The results showed that CM did not alter TNF-induced NF-κB activity in immature enterocytes; however, CM did preserve barrier function. The combined CM of L. acidophilus and B. infantis were able to protect barrier function both with and without stress, but did not inhibit the NF-κB mediated inflammatory cascade. The researchers speculate that in combination with substances from other probiotic organisms to limit the inflammatory response, secreted factors from L. acidophilus and B. infantis may confer protection against NEC without the infectious risks of live organisms.
Final comments
The 2007 PAS Meeting showed once more that the focus on probiotics, both in basic and clinical research, is high among pediatricians and neonatologists. The possibilities of clinical use of probiotics in the prevention and management of a number of diseases that affect pediatric and neonatal populations are interesting and deserve an ever increasing effort to finally achieve uncontroversial results.

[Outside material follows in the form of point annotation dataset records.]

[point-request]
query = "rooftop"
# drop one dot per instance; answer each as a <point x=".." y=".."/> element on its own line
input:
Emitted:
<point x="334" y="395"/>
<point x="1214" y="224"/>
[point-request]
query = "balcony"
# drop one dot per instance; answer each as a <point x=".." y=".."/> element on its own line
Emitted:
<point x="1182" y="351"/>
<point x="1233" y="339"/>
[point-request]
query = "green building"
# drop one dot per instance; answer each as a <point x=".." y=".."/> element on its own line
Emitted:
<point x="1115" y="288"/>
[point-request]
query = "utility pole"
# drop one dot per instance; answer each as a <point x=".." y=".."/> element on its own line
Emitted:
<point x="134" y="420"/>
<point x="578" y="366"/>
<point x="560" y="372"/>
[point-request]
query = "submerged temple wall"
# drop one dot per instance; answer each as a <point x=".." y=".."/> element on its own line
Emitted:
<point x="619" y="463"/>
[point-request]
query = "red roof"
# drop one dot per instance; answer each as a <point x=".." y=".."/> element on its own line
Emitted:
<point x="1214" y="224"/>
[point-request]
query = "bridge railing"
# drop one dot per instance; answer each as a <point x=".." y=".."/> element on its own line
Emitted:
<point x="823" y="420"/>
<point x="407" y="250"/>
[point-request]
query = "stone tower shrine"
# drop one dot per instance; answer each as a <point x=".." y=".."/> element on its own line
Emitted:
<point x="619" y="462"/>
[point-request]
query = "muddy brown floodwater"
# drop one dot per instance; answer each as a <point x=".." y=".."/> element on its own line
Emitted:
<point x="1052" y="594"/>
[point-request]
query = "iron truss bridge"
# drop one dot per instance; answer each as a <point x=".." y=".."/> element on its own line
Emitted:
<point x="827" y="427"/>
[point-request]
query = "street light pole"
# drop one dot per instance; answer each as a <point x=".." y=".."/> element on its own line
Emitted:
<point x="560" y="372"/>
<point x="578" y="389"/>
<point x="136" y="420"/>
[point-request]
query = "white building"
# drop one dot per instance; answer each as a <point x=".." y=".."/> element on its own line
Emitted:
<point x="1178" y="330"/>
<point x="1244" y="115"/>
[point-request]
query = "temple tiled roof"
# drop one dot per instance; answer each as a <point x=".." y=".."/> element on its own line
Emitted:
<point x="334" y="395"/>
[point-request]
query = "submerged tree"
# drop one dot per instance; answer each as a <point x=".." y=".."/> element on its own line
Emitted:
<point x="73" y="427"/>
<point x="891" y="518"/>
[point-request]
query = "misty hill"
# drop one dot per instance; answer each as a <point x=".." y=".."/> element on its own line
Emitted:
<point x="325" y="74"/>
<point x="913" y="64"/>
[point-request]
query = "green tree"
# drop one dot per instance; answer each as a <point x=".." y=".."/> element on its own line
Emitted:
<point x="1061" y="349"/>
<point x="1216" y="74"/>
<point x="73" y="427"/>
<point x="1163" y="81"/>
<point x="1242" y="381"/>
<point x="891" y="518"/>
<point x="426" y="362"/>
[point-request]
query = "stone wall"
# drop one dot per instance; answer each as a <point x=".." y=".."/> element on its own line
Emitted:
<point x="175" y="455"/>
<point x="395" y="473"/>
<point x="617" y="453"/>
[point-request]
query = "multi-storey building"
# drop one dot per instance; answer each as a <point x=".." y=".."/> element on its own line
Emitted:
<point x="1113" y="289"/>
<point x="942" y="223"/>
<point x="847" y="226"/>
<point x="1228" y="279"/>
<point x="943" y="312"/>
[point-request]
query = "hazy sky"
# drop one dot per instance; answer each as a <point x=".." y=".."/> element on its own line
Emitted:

The 2007 Pediatric Academic Societies’ Meeting held in Toronto last May put probiotics under the spotlight, both for basic and clinical research, with a high numbers of posters and presentations submitted.
The high interest for such ‘nutraceutics’ among pediatricians and neonatologists is a consequence of the increasing and promising body of evidence on their effectiveness in prevention and treatment of many neonatal and pediatric disorders.
This brief article summarizes the most relevant studies presented at this conference, and comments on the current possibilities and indications for clinical use of probiotics in neonatal and pediatric patients.
Financial & competing interests disclosure
The authors have no relevant affiliations or financial involvement with any organization or entity with a financial interest in or financial conflict with the subject matter or materials discussed in the manuscript. This includes employment, consultancies, honoraria, stock ownership or options, expert testimony, grants or patents received or pending, royalties
No writing assistance was utilized in the production of this manuscript.